それにしても、君の強運には驚かされる。凄い子を引き当てたものだね。」
「うん?あの森の寝坊助のお陰だって?
あれでも、魂を見る目はあるんだね。普段は何も考えていなさそうな、ぬぼ~とした目をしているけど。」
「取り敢えず、彼女の事は私――とあの子たちに任せてくれていい。
安心して、さぼっていた分の仕事に勤しむんだね。
何?お前も一緒だろう、て?失礼だね。私はこうして、いつも仕事に忙しく勤しんでいるというのに。
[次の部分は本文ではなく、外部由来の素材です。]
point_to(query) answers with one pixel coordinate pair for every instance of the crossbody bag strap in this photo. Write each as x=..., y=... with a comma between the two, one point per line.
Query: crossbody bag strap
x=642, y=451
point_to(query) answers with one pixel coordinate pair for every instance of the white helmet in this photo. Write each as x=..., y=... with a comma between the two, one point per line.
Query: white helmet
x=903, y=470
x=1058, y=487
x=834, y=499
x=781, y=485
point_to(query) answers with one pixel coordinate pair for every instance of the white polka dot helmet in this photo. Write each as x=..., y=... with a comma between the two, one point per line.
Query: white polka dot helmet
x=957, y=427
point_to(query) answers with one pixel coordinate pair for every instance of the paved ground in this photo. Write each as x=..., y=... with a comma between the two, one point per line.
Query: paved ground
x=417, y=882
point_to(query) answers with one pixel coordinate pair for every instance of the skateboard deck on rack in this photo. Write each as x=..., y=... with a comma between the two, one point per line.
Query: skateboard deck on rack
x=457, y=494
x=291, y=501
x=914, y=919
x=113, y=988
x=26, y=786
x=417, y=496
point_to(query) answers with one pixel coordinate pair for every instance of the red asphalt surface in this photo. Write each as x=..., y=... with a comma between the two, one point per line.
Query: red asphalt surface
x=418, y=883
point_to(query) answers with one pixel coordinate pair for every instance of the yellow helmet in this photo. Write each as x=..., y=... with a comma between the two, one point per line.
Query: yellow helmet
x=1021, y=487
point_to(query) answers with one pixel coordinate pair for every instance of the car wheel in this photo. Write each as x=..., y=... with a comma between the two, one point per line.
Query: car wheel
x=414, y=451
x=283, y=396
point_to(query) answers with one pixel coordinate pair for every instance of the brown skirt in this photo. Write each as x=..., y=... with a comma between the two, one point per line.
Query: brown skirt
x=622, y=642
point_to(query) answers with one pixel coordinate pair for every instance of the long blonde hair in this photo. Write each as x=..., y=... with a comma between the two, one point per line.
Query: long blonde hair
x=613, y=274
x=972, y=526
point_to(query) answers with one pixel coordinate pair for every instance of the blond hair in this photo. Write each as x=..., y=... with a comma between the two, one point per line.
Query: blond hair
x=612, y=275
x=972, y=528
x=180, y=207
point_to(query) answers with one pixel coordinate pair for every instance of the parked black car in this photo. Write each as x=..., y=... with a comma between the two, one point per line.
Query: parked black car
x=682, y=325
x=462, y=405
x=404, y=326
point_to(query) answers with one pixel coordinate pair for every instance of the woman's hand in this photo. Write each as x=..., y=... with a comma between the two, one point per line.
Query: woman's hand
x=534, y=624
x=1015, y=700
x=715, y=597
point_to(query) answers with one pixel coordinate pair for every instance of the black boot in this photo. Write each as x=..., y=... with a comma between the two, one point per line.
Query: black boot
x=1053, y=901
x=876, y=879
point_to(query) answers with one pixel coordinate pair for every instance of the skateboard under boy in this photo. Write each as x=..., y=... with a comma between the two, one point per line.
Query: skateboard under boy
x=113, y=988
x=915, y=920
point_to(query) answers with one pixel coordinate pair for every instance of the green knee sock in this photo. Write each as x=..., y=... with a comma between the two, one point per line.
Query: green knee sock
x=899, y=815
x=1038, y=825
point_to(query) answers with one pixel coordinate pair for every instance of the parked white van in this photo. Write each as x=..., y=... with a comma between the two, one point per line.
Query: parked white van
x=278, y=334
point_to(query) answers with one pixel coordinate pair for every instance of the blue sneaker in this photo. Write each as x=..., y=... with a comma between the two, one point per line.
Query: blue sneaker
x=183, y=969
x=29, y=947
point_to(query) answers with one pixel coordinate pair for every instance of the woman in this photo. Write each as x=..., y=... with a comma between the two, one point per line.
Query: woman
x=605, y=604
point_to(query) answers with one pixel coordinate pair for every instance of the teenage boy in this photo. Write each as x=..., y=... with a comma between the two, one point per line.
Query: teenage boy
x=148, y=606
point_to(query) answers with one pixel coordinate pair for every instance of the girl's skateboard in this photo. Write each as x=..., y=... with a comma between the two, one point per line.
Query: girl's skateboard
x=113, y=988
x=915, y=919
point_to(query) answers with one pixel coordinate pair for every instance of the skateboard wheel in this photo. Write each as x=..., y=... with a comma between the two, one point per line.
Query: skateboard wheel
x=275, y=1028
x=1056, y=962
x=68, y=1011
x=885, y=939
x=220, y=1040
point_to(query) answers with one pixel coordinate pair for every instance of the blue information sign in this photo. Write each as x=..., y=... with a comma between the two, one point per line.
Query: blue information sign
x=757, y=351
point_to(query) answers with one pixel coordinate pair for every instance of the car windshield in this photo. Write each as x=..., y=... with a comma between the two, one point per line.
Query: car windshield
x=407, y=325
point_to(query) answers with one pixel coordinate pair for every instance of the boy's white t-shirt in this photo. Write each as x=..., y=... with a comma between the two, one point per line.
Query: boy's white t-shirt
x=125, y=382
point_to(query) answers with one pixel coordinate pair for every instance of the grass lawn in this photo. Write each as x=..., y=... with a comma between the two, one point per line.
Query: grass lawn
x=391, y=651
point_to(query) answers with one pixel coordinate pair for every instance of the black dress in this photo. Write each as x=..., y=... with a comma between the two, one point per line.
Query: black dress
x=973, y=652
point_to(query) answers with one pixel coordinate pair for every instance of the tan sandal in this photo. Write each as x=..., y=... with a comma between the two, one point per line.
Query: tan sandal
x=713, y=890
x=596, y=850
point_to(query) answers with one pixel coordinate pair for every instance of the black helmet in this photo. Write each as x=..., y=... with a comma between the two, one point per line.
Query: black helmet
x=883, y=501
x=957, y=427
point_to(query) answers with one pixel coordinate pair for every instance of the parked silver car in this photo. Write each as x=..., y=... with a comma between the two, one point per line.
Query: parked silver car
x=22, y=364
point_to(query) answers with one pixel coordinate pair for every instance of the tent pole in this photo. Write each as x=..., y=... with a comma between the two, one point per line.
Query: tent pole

」
「え?机の上にある読みかけの魔導書の山は何だ、って?
……こ、これは、遺跡から回収されたものが危険じゃないか熟ど――検分していただけなんだよ。し、趣味なんかじゃないよ。絶対だよ。」
「……分かったから、もう一つ頼み事を聞けって?
相変わらず注文の多い男だね。そんなだから友達が少ないんだよ。」
「まあいいや。話だけは聞いてあげるよ。……暇だし。」
「でも、それを叶えてあげるかは保証しないよ。